Protalix BioTherapeutics Reports Positive Preliminary Data from the BRIDGE Study of pegunigalsidase alfa for the Treatment of...
September 21 2018 - 10:57AM
Preliminary Results Indicate Improvement in
Kidney Function in Patients Switched from agalsidase alfa
(Replagal®) to pegunigalsidase alfa (PRX-102)
Protalix BioTherapeutics, Inc. (NYSE American:PLX) (TASE:PLX),
a biopharmaceutical company focused on the development and
commercialization of recombinant therapeutic proteins expressed
through its proprietary plant cell-based expression system,
ProCellEx®, today announced positive preliminary data from the
BRIDGE study of pegunigalsidase alfa (PRX-102) for the treatment of
Fabry disease. Additional data will be released at the 1st
Canadian Symposium on Lysosomal Diseases 2018.
The BRIDGE study is an open label switch over
study evaluating the safety and efficacy of PRX-102 in patients
with Fabry disease currently treated with agalsidase alfa for at
least 2 years and on a stable dose for at least 6 months.
Patients are screened and evaluated over 3 months while continuing
on agalsidase alfa. Following the screening period, each
patient was enrolled and switched from agalsidase alfa treatment to
receive intravenous (IV) infusions of PRX-102 1 mg/kg every two
weeks for 12 months.

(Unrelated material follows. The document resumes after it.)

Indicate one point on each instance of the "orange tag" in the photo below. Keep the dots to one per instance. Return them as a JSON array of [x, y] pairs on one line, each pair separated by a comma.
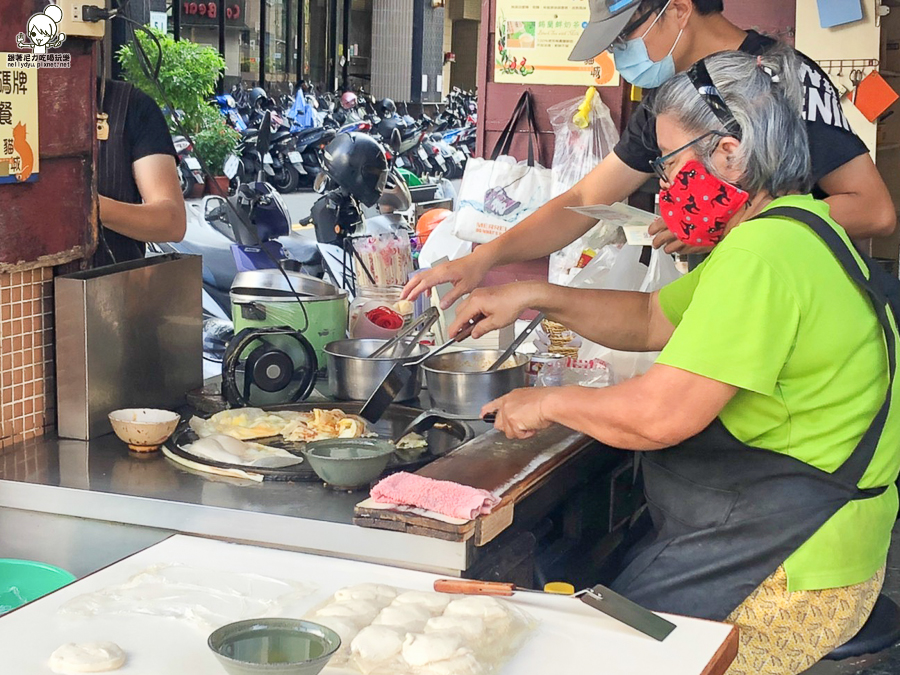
[[873, 96]]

Patients can receive PRX-102 infusions at a
home care setup based on the infusion tolerability.
Preliminary data from the first sixteen patients enrolled in the
trial demonstrated an improvement in kidney function when switched
from agalsidase alfa (Replagal®) to pegunigalsidase alfa (PRX-102).
Based on available historical serum creatinine and study 3
month screening period values for approximately 2 years while
treated with agalsidase alfa before switching to pegunigalsidase
alfa treatment, the annualized estimated glomerular filtration rate
(eGFR) slope for patients on Replagal was (negative)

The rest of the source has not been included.